Verilecek cvp aslında son derece basit. Yıllardır baro seçimleri adı altında bir oylama yapılıyor ve baro yönetimi görüşler doğrultusunda oluşmuş, tamamen siyasi amaç güden grupların seçime girdiği bir yarışmaya sahne oluyor ve siz de bu oylamaya katılmak zorunda kalıyorsunuz, oy kullanmadığınız da üstüne üstelik bir de para cezasına çarptırılıyorsunuz, Allah aşkına hangi taraftan bahsediyorsunuz? Rüzgar estikçe esiyor, kah bu taraftan kah o taraftan.... |
06-04-2010, 14:17 | #4 |
|
Türkiye Cumhuriyeti Anayasası'nın taraf olduğu tüm konularda Bu anayasal kurumların hepsi de kurum olarak bu konularda taraf olmak zorundadır.
|
06-04-2010, 18:58 | #5 | |||||||||||||||||||||||
|
Anayasanın hangi konuda hangi notada ne şekilde taraf olduğunu söylerseniz aydınlanmış oluruz. |
06-04-2010, 21:32 | #6 |
|
Ödüllerin verilmesine karar veren yönetim kurulunu da genel kurulun seçtiğini unutmamamız gerekmekte...Genel Kurul ;aday olan yönetim kurulu üyelerinin mesleki ve siyasi görüşlerini bilerek seçim yapmaktadır.Mercury meslektaşıma şunu hatırlatırım ki seçimlerde aday olma özgürlüğü vardır.Kendisi hiçbir siyasi görüş taşımadığını bellirterek aday olabilir.Genel Kurul uygun görürse seçer.
|
07-04-2010, 10:56 | #7 |
|
Galiba Hukuk'u, Hukuk'a güvenerek yaşayamayacağım.

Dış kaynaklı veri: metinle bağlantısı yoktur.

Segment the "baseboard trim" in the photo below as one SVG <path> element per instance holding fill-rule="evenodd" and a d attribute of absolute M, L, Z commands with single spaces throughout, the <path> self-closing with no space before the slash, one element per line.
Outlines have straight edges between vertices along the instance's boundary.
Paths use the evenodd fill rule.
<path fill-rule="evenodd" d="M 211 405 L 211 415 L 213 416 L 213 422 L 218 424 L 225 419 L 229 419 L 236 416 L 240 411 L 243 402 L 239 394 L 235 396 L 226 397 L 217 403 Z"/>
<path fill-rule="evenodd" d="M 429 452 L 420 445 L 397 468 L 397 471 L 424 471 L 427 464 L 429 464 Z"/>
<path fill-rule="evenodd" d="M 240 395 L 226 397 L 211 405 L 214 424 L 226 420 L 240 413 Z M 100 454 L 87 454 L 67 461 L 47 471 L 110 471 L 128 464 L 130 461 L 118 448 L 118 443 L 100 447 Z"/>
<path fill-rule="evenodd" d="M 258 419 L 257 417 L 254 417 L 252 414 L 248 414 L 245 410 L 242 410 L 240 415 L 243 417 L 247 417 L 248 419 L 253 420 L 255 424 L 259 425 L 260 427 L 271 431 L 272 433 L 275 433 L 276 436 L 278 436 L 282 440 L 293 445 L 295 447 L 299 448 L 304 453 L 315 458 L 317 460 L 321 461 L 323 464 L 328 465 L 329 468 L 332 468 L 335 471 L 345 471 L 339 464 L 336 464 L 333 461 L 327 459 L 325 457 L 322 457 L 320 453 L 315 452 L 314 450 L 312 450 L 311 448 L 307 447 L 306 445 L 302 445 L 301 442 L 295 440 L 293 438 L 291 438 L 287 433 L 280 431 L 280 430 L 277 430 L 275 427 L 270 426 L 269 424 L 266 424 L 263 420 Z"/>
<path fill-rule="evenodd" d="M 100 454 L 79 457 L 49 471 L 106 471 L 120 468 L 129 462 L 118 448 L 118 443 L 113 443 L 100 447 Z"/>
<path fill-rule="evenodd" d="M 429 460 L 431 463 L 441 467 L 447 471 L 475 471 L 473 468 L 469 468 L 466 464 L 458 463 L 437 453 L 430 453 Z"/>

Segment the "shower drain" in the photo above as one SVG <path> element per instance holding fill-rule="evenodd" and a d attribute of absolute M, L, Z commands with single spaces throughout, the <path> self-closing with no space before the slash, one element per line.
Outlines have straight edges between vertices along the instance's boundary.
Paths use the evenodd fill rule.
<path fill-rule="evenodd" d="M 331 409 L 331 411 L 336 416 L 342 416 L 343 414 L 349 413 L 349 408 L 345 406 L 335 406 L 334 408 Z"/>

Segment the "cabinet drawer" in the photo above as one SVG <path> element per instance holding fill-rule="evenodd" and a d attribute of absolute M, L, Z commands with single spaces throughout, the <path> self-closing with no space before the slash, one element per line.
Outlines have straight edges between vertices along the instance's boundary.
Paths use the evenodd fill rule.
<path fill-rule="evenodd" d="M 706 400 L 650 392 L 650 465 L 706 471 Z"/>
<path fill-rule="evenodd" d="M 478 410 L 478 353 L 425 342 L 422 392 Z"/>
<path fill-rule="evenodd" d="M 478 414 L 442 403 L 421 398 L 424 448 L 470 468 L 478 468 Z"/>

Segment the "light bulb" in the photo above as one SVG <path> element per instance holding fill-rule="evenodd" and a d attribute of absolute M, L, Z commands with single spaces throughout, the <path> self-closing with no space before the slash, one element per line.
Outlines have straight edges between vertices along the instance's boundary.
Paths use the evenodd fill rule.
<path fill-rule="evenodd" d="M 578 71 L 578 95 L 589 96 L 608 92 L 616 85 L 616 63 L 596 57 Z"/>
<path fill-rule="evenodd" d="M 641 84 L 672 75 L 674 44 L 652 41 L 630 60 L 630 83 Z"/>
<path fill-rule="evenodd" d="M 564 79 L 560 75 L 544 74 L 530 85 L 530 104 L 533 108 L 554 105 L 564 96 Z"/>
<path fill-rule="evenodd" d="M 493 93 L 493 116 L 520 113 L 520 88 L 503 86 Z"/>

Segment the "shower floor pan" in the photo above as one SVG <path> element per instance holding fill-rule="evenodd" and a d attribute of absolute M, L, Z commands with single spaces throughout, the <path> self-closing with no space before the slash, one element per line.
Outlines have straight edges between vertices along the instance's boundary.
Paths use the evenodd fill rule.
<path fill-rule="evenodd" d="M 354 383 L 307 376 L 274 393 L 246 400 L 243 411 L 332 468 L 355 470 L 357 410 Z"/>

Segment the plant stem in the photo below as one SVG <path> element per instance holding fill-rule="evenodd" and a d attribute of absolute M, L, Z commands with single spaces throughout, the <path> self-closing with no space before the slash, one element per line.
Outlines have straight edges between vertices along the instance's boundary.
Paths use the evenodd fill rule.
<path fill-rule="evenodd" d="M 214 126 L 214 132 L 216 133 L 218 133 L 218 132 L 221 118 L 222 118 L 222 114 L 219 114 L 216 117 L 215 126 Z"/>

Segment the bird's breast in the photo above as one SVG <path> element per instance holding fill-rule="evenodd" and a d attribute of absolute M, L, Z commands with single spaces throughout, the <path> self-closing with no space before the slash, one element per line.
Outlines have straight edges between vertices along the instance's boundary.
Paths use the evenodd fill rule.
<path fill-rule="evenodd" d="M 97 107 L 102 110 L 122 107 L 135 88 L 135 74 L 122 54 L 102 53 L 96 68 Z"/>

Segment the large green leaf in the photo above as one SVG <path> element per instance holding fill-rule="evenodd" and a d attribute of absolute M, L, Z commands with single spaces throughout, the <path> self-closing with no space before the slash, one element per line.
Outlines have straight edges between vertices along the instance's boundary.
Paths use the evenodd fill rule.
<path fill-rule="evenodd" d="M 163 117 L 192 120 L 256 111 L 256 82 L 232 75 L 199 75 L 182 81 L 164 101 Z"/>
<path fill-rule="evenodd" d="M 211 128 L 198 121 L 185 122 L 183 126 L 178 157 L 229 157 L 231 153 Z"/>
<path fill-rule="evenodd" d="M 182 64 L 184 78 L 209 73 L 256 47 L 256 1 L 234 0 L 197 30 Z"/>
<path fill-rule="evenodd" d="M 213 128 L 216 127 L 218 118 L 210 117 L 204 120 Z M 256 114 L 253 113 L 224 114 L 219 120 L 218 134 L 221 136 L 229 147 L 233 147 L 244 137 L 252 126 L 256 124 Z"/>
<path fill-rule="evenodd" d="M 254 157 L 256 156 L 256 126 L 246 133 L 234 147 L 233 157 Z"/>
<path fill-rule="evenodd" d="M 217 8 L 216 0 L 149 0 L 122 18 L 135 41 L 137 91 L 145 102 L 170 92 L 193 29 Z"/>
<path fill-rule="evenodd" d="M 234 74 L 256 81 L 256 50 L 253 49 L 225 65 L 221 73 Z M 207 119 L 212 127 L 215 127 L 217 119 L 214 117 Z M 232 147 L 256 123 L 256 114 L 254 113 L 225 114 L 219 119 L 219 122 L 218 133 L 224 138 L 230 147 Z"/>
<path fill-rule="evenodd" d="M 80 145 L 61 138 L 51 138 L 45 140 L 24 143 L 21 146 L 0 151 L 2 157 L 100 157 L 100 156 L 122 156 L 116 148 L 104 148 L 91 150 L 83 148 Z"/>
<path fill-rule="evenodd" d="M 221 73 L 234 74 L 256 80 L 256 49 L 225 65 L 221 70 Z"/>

Daha yolun başındayım, hukuk-çu olma yolunda emin adımlarla ilerlediğimi düşünüyorum; Ve bir kez daha görüyorum ki YANILIYORUM!... Hukuk, gözü bağlı THEMİS'i sadece temsili olarak kullanıyor, aslında ülkemizde Hukuk gözlerini dört açmış, siyasete bulaşmış, en kötü dönemini yaşıyor, bu durumu düzeltmek mi? aynı soruyu kendime sorduğumda içimden bir gülümseme geldi, neyle kiminle nasıl... Çok mu imkansız bilmiyorum ama gençlerin içini öyle kararttı ki bu siyasiler, kendilerini Hukukun Efendileri görenler, Yargı bizden taraf diyenler, Yargı bize düşman diyenler, en önemlisi en utanç vericisi Hukukçu olduğunu unutanlar; maalesef geleceğe umutla bakamıyoruz, ilerisi karanlık bir yol, bu yol ilerledikçe daha da sarpa sarıyor; Nihayet, hukuk hukuk olmaktan çıkıyor. Umarım ben yanlış düşünüyorumdur, umarım böyle olmaz, umarım birileri hukukun sadece Adalete taraf olduğunu, özgürlüklere taraf olduğunu, Cumhuriyete taraf olduğunu, Siyasetle hiç mi hiç ilgisi olmadığını hatırlar... |
07-04-2010, 16:25 | #8 |
|
Taraf olmakla, yasalara uymak karıştırılmamalıdır diye düşünüyorum.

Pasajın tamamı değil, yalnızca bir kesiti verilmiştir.